Millions of Americans are getting hustled.

Bank of America was slammed yesterday with a $1 billion civil lawsuit charging its Countrywide Financial unit ran a loan program, dubiously dubbed the “Hustle,” that cranked out toxic mortgages dumped onto Fannie Mae and Freddie Mac.

Countrywide’s toxic time bombs eventually blew up, sticking taxpayers with the bill, the Justice Department charged in the suit.

“The fraudulent conduct alleged in [yesterday’s] complaint was spectacularly brazen in scope,” said US Attorney Preet Bharara.

As detailed over 46 pages, the “hustle” created by Countrywide, which was run by Angelo Mozilo through July 2008, sought to “increase the speed at which it originated and sold loans” to Fannie and Freddie — key cogs in the country’s mortgage machinery, which guarantee the vast majority of home loans.

The suit comes just weeks after Charlotte, NC-based BofA, which scooped up Countrywide in 2008, agreed to pay $2.43 billion to settle a class-action suit accusing it of misleading investors about Merrill Lynch’s financial condition during the hasty merger during the crisis.

This latest lawsuit brings BofA’s potential mortgage and litigation-related exposure to roughly $31 billion.

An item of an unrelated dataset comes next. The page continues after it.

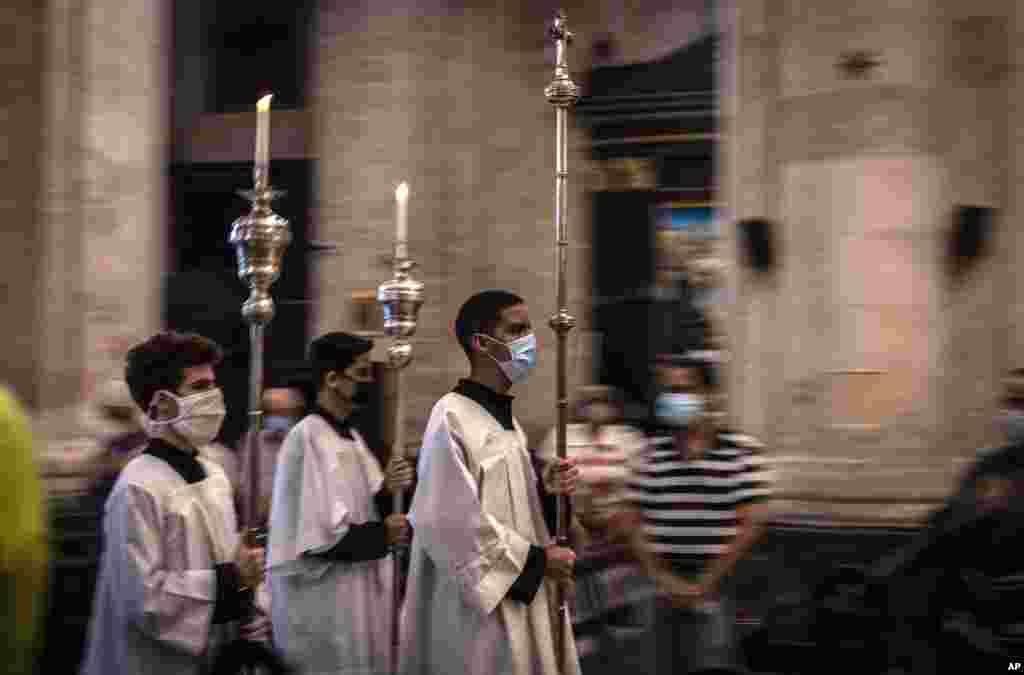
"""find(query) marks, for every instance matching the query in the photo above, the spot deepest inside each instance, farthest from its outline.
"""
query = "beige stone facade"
(870, 377)
(867, 371)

“As alleged, through a program aptly named the Hustle, Countrywide and Bank of America made disastrously bad loans and stuck taxpayers with the bill,” Bharara said.

The suit, which covers activities from 2007 to 2009, claims that Countrywide informed Fannie and Freddie that it was ratcheting up its lender standards even though its new loan origination model led to “rampant instances of fraud and other serious loan defects.”

BofA shares fell 5 cents to $9.31 yesterday.

The suit is one of many filed by Washington against banks for alleged shoddy mortgage work.

Bharara’s suit marks the first time the Justice Department has gone after a bank on behalf of so-called government-sponsored entities like Fannie and Freddie.

It also may open a door for other plaintiffs to extract more money from BofA, run by Chief Executive Brian Moynihan, because the new suit demonstrates more clearly that the bank can be viewed as responsible for the bad actions committed by Countrywide.

Bharara may also be following a path set by New York Attorney General Eric Schneiderman, who sued JPMorgan Chase for mortgage fraud committed at Bear Stearns even before the JPMorgan bailed out the teetering firm.

“Bank of America is suffering death by a thousand cuts,” said Christopher Whalen, senior managing director at Tangent Capital.

A BofA spokesman fired back, saying, “The claim that we have failed to repurchase loans from Fannie Mae is simply false.

“At some point, Bank of America can’t be expected to compensate every entity that claims losses that actually were caused by the economic downturn,” he noted.